The Poetics of Space by Gaston Bachelard


Gaston Bachelard's "The Poetics of Space" (LaPotique de l'Espace, 1958) is a
phenomenological interrogation into the meaning of spaces which preoccupy poetry, intimate
spaces such as a house, a drawer, a night dresser and spaces of wide expansion such as vistas and
woods. In the opening chapter of The Poetics of Space Gaston Bachelard places special
emphasis on the interior domestic space and its component: the various rooms and the different
types of furniture in it. Bachelard attempts to trace the reception of the poetic image in the
subjective consciousness, a reception which demands, so Bachelard, great openness and a focus
on the present experience while eliminate transient time. The house is, for Bachelard, the
quintessential phenomenological object, meaning that this is the place in which the personal
experience reaches its epitome. Bachelrad sees the house as a sort of initial universe, asserting
that "all really inhabited space bears the essence of the notion of home" (The Poetics of Space,
p.5). Bachelard proceeds to examine the home as the manifestation of the soul through the poetic
image and literary images which are found in poetry. He examines locations in the house as
places of intimacy and memory which are manifested in poetry.
The author holds the consciousness, something which precedes conscious thought, does not
require knowledge and is the direct product of the heart and soul.
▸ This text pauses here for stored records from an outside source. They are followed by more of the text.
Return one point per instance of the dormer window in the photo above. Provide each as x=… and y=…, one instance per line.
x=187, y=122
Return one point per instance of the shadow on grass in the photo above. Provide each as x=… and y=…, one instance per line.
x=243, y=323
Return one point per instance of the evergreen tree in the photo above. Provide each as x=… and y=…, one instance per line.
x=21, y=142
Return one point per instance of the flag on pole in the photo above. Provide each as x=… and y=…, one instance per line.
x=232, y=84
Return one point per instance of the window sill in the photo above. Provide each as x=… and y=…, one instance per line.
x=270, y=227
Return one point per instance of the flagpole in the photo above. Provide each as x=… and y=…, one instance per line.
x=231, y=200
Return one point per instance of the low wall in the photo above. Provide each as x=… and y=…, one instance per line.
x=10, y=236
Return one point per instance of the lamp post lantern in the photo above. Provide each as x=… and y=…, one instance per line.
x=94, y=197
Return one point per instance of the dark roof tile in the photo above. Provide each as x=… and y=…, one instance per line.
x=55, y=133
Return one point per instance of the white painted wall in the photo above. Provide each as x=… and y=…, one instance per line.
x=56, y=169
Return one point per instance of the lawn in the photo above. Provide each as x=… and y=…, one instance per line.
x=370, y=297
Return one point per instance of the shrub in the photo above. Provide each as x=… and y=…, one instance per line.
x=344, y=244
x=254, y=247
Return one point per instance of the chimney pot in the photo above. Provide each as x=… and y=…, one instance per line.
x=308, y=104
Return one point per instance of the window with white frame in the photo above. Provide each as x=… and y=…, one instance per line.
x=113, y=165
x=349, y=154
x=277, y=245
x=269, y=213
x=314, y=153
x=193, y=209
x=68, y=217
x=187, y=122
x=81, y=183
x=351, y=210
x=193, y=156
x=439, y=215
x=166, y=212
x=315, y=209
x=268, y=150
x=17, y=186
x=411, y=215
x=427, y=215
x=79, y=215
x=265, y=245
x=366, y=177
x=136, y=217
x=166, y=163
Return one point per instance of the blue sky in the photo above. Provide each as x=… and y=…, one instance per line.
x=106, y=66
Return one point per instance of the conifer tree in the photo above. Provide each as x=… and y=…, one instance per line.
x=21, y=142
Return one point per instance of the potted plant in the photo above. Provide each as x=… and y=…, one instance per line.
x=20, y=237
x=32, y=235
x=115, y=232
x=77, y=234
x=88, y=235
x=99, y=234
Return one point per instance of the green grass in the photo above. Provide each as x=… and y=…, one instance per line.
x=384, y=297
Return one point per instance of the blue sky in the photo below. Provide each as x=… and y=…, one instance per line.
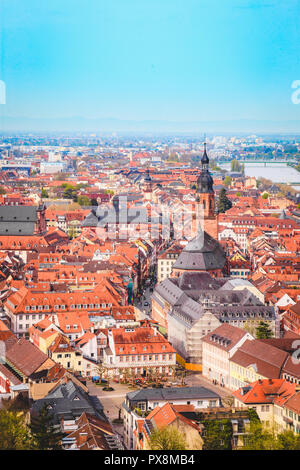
x=176, y=60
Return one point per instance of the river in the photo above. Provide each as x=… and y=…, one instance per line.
x=276, y=172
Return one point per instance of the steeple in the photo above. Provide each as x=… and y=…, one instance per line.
x=206, y=197
x=205, y=181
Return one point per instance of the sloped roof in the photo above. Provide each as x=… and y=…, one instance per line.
x=25, y=357
x=202, y=253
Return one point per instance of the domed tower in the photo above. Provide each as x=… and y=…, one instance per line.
x=148, y=186
x=206, y=197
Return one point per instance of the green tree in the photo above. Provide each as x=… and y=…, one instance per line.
x=227, y=180
x=224, y=203
x=263, y=331
x=14, y=434
x=287, y=440
x=168, y=438
x=44, y=434
x=44, y=193
x=217, y=434
x=84, y=201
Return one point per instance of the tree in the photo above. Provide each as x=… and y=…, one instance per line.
x=227, y=180
x=287, y=440
x=94, y=202
x=263, y=331
x=168, y=438
x=224, y=203
x=14, y=434
x=44, y=434
x=237, y=166
x=217, y=435
x=260, y=438
x=44, y=193
x=84, y=201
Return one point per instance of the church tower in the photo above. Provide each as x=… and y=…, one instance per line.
x=206, y=198
x=148, y=186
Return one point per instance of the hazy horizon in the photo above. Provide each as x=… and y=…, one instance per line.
x=181, y=65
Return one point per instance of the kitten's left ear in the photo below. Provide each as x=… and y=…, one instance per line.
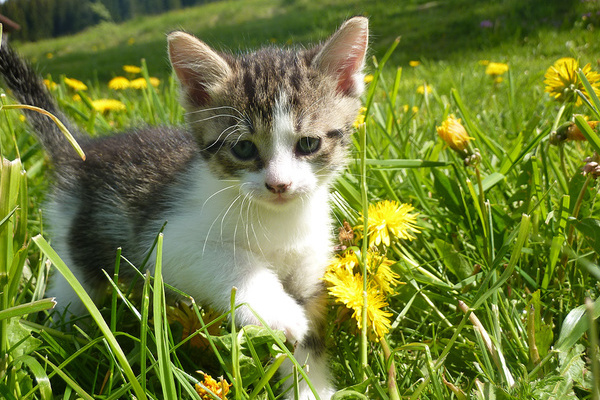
x=343, y=56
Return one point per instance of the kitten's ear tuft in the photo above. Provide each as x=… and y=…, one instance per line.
x=343, y=56
x=199, y=68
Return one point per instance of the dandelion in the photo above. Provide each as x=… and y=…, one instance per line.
x=496, y=69
x=75, y=84
x=360, y=118
x=50, y=84
x=154, y=81
x=421, y=89
x=118, y=83
x=132, y=69
x=347, y=288
x=105, y=105
x=220, y=388
x=562, y=81
x=388, y=218
x=454, y=134
x=139, y=83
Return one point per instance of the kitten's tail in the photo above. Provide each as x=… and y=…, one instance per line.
x=28, y=88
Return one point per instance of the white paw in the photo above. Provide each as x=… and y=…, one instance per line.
x=281, y=313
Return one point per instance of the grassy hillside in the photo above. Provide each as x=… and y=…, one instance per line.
x=430, y=30
x=490, y=292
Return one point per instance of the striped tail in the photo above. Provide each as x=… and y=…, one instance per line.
x=28, y=88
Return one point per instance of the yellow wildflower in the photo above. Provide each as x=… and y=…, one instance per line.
x=50, y=84
x=220, y=389
x=105, y=105
x=388, y=218
x=154, y=81
x=75, y=84
x=496, y=69
x=139, y=83
x=347, y=288
x=118, y=83
x=132, y=69
x=421, y=89
x=562, y=81
x=360, y=118
x=454, y=134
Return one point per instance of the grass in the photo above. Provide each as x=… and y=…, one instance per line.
x=493, y=303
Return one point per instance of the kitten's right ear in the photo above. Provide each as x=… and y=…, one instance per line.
x=199, y=68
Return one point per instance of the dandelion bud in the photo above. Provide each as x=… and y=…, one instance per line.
x=455, y=135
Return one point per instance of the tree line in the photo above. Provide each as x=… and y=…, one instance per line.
x=41, y=19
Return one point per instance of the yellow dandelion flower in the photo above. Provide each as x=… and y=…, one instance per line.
x=360, y=118
x=347, y=288
x=132, y=69
x=388, y=218
x=561, y=80
x=495, y=69
x=154, y=81
x=118, y=83
x=75, y=84
x=105, y=105
x=220, y=388
x=139, y=83
x=345, y=261
x=50, y=84
x=421, y=89
x=454, y=134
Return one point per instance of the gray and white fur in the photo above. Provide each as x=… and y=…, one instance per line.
x=243, y=186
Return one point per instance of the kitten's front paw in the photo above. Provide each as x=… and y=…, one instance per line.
x=282, y=314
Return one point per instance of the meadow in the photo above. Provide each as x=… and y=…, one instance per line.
x=469, y=212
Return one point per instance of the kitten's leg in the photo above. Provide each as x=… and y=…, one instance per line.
x=220, y=270
x=311, y=352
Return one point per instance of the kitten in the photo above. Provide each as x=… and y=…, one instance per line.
x=244, y=186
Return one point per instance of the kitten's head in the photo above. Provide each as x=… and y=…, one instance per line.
x=278, y=120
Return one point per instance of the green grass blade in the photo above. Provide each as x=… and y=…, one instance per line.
x=29, y=308
x=58, y=123
x=94, y=312
x=588, y=132
x=161, y=328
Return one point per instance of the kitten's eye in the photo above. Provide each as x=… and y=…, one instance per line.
x=308, y=145
x=244, y=150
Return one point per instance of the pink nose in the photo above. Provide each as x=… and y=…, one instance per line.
x=278, y=188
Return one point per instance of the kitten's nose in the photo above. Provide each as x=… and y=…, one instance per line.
x=278, y=188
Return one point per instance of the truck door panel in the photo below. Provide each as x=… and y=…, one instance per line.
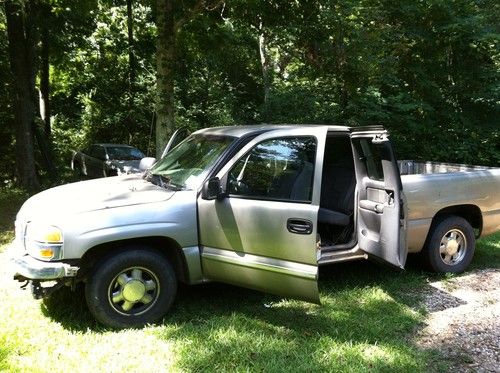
x=381, y=211
x=262, y=235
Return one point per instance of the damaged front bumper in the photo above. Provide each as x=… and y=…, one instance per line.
x=34, y=272
x=29, y=268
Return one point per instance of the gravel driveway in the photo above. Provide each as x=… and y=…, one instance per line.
x=464, y=321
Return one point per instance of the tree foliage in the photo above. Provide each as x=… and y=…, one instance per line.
x=428, y=70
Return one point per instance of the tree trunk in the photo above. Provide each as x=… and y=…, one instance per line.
x=265, y=62
x=21, y=52
x=131, y=56
x=165, y=59
x=45, y=77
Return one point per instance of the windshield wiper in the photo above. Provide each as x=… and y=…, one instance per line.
x=160, y=180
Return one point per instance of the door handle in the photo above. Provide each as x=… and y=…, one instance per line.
x=299, y=226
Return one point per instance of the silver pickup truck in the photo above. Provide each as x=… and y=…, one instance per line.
x=256, y=206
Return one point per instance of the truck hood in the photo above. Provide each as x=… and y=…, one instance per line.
x=93, y=195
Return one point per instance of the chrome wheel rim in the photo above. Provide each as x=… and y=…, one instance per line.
x=133, y=291
x=453, y=247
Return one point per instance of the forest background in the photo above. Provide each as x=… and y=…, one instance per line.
x=128, y=71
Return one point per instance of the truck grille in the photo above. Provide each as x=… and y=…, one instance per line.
x=20, y=230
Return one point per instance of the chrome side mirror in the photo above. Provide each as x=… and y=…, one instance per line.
x=146, y=163
x=212, y=189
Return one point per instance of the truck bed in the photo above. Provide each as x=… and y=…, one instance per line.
x=409, y=167
x=432, y=188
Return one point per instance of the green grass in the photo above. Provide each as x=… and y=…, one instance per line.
x=367, y=322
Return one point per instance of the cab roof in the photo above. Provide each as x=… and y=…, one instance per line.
x=240, y=131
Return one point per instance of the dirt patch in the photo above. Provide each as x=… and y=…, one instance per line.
x=464, y=321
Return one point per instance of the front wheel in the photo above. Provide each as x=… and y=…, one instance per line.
x=450, y=246
x=132, y=288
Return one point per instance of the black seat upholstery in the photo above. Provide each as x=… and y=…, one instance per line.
x=337, y=193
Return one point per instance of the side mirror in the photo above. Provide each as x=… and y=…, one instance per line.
x=146, y=163
x=211, y=189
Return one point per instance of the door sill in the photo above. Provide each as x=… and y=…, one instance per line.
x=329, y=255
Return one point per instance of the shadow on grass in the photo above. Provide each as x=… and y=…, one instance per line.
x=357, y=327
x=70, y=310
x=367, y=321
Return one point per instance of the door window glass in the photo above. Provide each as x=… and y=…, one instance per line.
x=98, y=152
x=372, y=157
x=280, y=169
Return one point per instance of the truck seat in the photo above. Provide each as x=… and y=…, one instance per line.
x=337, y=193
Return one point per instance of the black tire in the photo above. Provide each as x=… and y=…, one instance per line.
x=450, y=245
x=116, y=283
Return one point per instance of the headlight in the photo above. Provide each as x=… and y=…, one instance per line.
x=44, y=242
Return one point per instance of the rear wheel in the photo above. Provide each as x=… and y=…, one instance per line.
x=450, y=246
x=131, y=288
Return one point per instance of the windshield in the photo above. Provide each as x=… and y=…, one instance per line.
x=124, y=153
x=187, y=165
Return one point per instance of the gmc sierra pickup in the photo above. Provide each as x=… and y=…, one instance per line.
x=256, y=206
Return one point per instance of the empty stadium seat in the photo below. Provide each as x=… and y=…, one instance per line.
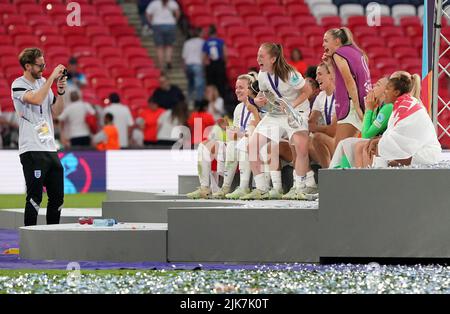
x=324, y=9
x=347, y=10
x=400, y=10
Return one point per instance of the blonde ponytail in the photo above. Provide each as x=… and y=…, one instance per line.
x=415, y=92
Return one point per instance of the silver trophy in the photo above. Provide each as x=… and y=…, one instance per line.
x=295, y=119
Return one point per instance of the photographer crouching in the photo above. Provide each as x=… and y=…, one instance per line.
x=35, y=104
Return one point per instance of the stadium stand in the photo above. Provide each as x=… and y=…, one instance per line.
x=107, y=48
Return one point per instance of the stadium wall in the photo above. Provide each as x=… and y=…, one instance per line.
x=128, y=170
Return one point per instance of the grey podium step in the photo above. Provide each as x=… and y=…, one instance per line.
x=385, y=213
x=14, y=218
x=72, y=242
x=243, y=234
x=113, y=195
x=152, y=211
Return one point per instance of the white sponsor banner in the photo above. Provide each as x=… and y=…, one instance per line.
x=129, y=170
x=148, y=170
x=11, y=174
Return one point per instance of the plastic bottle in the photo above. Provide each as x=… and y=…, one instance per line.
x=104, y=222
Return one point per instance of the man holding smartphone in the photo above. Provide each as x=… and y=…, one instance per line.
x=35, y=105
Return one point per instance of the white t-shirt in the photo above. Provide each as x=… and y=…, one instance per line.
x=31, y=116
x=242, y=117
x=193, y=51
x=319, y=105
x=216, y=108
x=166, y=125
x=74, y=116
x=162, y=15
x=122, y=120
x=288, y=90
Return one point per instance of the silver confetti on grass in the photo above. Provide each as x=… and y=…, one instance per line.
x=304, y=279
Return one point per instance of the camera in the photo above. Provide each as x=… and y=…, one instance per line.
x=64, y=74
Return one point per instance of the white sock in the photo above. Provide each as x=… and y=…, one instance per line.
x=299, y=181
x=276, y=180
x=245, y=173
x=204, y=165
x=260, y=181
x=221, y=158
x=230, y=164
x=310, y=181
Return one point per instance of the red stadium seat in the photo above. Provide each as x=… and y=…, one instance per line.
x=6, y=49
x=394, y=42
x=277, y=21
x=148, y=72
x=262, y=30
x=128, y=41
x=128, y=83
x=121, y=30
x=224, y=10
x=84, y=51
x=379, y=52
x=253, y=21
x=72, y=31
x=246, y=10
x=40, y=30
x=296, y=10
x=103, y=41
x=287, y=31
x=405, y=52
x=328, y=22
x=202, y=21
x=390, y=31
x=108, y=10
x=97, y=30
x=51, y=40
x=102, y=82
x=8, y=8
x=40, y=21
x=123, y=73
x=226, y=21
x=115, y=20
x=75, y=40
x=272, y=10
x=304, y=21
x=237, y=31
x=105, y=52
x=6, y=40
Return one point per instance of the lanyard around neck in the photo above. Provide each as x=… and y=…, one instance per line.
x=274, y=84
x=328, y=111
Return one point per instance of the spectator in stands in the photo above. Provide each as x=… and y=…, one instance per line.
x=192, y=55
x=163, y=16
x=215, y=55
x=167, y=95
x=137, y=135
x=142, y=7
x=215, y=102
x=168, y=121
x=410, y=137
x=150, y=115
x=297, y=61
x=108, y=137
x=123, y=119
x=352, y=79
x=73, y=118
x=74, y=77
x=199, y=121
x=322, y=121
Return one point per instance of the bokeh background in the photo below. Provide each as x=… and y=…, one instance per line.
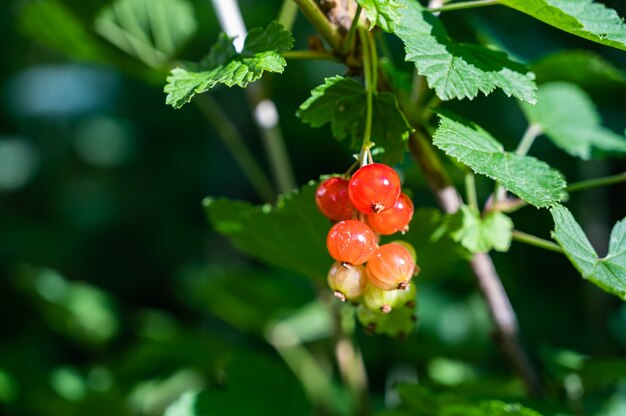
x=116, y=296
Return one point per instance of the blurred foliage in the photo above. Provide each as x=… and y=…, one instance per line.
x=117, y=297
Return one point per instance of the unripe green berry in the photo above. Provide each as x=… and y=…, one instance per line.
x=347, y=281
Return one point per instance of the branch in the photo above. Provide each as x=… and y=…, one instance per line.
x=320, y=22
x=231, y=137
x=263, y=108
x=498, y=302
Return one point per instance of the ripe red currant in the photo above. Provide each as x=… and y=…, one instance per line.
x=332, y=199
x=348, y=283
x=409, y=248
x=351, y=242
x=392, y=220
x=391, y=267
x=374, y=188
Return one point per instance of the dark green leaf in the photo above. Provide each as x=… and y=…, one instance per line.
x=531, y=179
x=426, y=403
x=569, y=118
x=262, y=51
x=437, y=253
x=54, y=25
x=291, y=235
x=481, y=234
x=247, y=299
x=255, y=385
x=585, y=18
x=342, y=103
x=151, y=31
x=382, y=13
x=581, y=67
x=608, y=273
x=456, y=70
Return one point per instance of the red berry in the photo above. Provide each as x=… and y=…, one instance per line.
x=409, y=248
x=332, y=199
x=351, y=242
x=392, y=220
x=374, y=188
x=348, y=283
x=391, y=267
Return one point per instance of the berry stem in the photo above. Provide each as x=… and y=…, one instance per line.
x=288, y=13
x=349, y=359
x=369, y=89
x=326, y=29
x=307, y=54
x=348, y=42
x=470, y=190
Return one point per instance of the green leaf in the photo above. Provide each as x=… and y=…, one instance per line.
x=261, y=52
x=382, y=13
x=584, y=18
x=608, y=273
x=480, y=235
x=248, y=298
x=489, y=408
x=54, y=25
x=151, y=31
x=426, y=403
x=290, y=235
x=569, y=118
x=342, y=103
x=457, y=70
x=584, y=68
x=531, y=179
x=244, y=393
x=437, y=253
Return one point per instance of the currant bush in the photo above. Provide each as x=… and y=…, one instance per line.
x=376, y=279
x=374, y=188
x=348, y=283
x=332, y=199
x=351, y=242
x=391, y=267
x=395, y=219
x=384, y=301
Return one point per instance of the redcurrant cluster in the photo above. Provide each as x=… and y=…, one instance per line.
x=376, y=277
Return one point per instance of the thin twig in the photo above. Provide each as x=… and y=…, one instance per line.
x=308, y=54
x=498, y=302
x=320, y=22
x=263, y=108
x=287, y=14
x=464, y=5
x=532, y=240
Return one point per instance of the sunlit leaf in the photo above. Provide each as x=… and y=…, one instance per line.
x=342, y=102
x=529, y=178
x=262, y=51
x=586, y=18
x=152, y=31
x=569, y=118
x=609, y=272
x=458, y=70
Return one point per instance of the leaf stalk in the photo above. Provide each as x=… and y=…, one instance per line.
x=535, y=241
x=464, y=5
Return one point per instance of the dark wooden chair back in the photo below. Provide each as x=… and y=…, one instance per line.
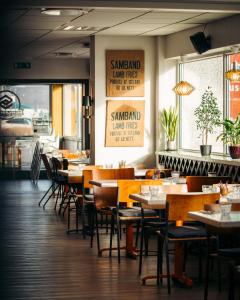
x=195, y=183
x=181, y=204
x=47, y=166
x=160, y=173
x=108, y=197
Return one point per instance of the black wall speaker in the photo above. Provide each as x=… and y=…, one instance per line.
x=200, y=42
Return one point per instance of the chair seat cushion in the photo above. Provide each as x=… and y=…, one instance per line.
x=89, y=197
x=183, y=232
x=136, y=212
x=230, y=252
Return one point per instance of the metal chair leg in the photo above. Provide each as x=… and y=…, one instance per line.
x=39, y=203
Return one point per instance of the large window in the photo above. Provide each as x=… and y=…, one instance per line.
x=234, y=89
x=201, y=74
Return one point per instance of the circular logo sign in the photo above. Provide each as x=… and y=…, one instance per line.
x=10, y=105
He determines that the house
has both unity and complexity, it is made out of memories and experiences, its different parts
arouse different sensations at yet it brings up a unitary, intimate experience of living. Such
experiential qualities are what Bachelard finds it the poetry and prose he analyzes. Home objects
for Bachelard are charged with mental experience. A cabinet opened is a world revealed, drawers
are places of secrets, and with every habitual action we open endless dimensions of our
existence.
The book content ten chapters, which gives us a vivid idea about space and its illusion of
stability, vertical image of the house which is created by the polarity of the attic and basement
which denote, irrationality and rationality respectively.